Adam ceketini aldı masadan. Uykusuz gözlerine sığdıramadığı her şeyi. Yüzünde yapılacakların kaygısı, altı çizili satırlarla dolu kitabı, zayıfça bedenine tezat zihin ağırlığı. Bunlardan kurtulmalıydı bir an önce. Yazılarını eline almıyordu aylardır. Kelimeler. Sığındığı yegâne şey. Zaten kimse olmadığında kendisiyle konuşurdu hep. Sadece o zamanlar mı? Aslında kalabalık içinde de.
Mutsuzluğun hayatının önüne bir perde gibi indiği anlar olmasa her şey ne de güzel olacaktı. Sevincin, heyecanın koşar adım yürümek istediği zamanın bir sabun köpüğü gibi eridiği yaşamında üzüntüsü neden taş kesilirdi?
Anneannesinin sözleri geldi aklına: “İlerde çok büyük adam olacak bu.”
Yaşadıkça anladı. Hayatın ne kadar küçük bir yer olduğunu.
Ayakkabısından sıkılıp siyah terliklerini ayağına geçirdiği bir günün sabahında aynı türkü çalıyordu. Müziğin ruha iyi gelen kısmından nasiplenemedi. Odaya özenle astığı tablolara baktı, hepsi yerinden oynamıştı. Düzeltmek gelmedi içinden. Hayatındaki tüm düzene karşı bir tablo ayaklanması kulağa hoş geliyordu. Kapıyı kilitlemeden çıktı, nasıl olsa beş on dakika sonra bir evrak istenecek, uzun boyunu saklayarak kafasını eğip merdivenlerden çıkacak ve perdesini kımıldatmadığı o odaya tekrar dönecekti. Yavaş yavaş indi. Bu basamaklar kayısı ağaçlarının olduğu geniş sekiyi getiriyordu aklına.
Bir ağacın dibine oturup içinde renkli resimler olan ansiklopedinin sayfalarını çevirdiği günler… Gülümsedi, o günlerde kendisinden çok daha konuşkan kızı hatırladı. İlkokulda öğretmen herkes istediği kişiyle otursun dediği an önlüğündeki yamayı kapatarak gelip yanına oturmuş, renkli resimlere baktığında karşısına dikilmiş “Söylesene ne renk senin gözlerin?” diye sormuştu. “Bilmem.” demişti utanarak. “
İnsan gözünün rengini bilmez mi hiç?”
Bir kahkaha ardından.
“Bilmez.” dedi inerken merdivenden.
Alt kattaki sıraları dağınık buldu. Hafta içi derslerinden kalma birkaç kâğıt parçası yerdeydi. Öğretmenin doldurmadığı sınıf defterini alırken hayıflandı. Uyarmıştı oysa. Hayatındaki boşluğu düşündü, her gün doldurmak için uğraştığı ama başaramadığı o dipsiz kuyuyu.
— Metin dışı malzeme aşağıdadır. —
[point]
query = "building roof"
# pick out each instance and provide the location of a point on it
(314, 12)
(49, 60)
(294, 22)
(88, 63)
Gözlüklerini takıp sınıfa tekrar baktı. En ön sırada öğrencinin kazıdığı yazı ilişti gözüne. ”Vazgeç gönlüm sen bu aşktan.” yazıyordu büyük harflerle. Sana kıymet veren mi var diye devamını getirecekti ki yüzüne yine bir gülümseme geldi. “Kahverengi.” dedi içinden, “Ama en açık tonu.” Kızın aynı soruyu tekrar sormayacağından emindi. Cevabın da bir anlamı kalmamıştı.
Uyuyamadığı geceler yazı masasına oturur tek cümle yazardı. Bazen de kelimeler kendiliğinden dökülür yazdıkça yazası gelirdi. O gece de deftere uzun uzun bakmış yalnız tek bir cümle yazabilmişti. Böyle sabahlarda herkesten önce okula gelir, etrafta ruh gibi dolaşır pek az konuşurdu.
Çalışanlara tek tek laf anlatmak zor geldi. Birkaç sıranın yerini değiştirip fazla olanları dışarı çıkardı.
Oysa kalabalıktan sıkıldığı an koşar adım çıkardı, her bir basamakta hayatında olduramadıklarına hayıflanır “keşke” ile başlayan cümleler kurardı. Olanların da bu keşkeler çekmecesinden sıyrıldığını düşünür kısır döngünün hangi kıvrımında olduğunu merak ederdi. Hayatındaki fazlalıklara sıralara davrandığı gibi davranamıyordu. Elinin tersiyle ittiği çabucak yanında bitiyordu. Aynı yolda yürümek, yüzleri farklı olsa da ruhları ikiz kardeş kadar birbirinin benzeri insanlarla muhatap olmak, tozlu odanın kokusunu içine çekmek… Bir başkasına nasıl koktuğunu düşünmeyeli uzun zaman olmuştu.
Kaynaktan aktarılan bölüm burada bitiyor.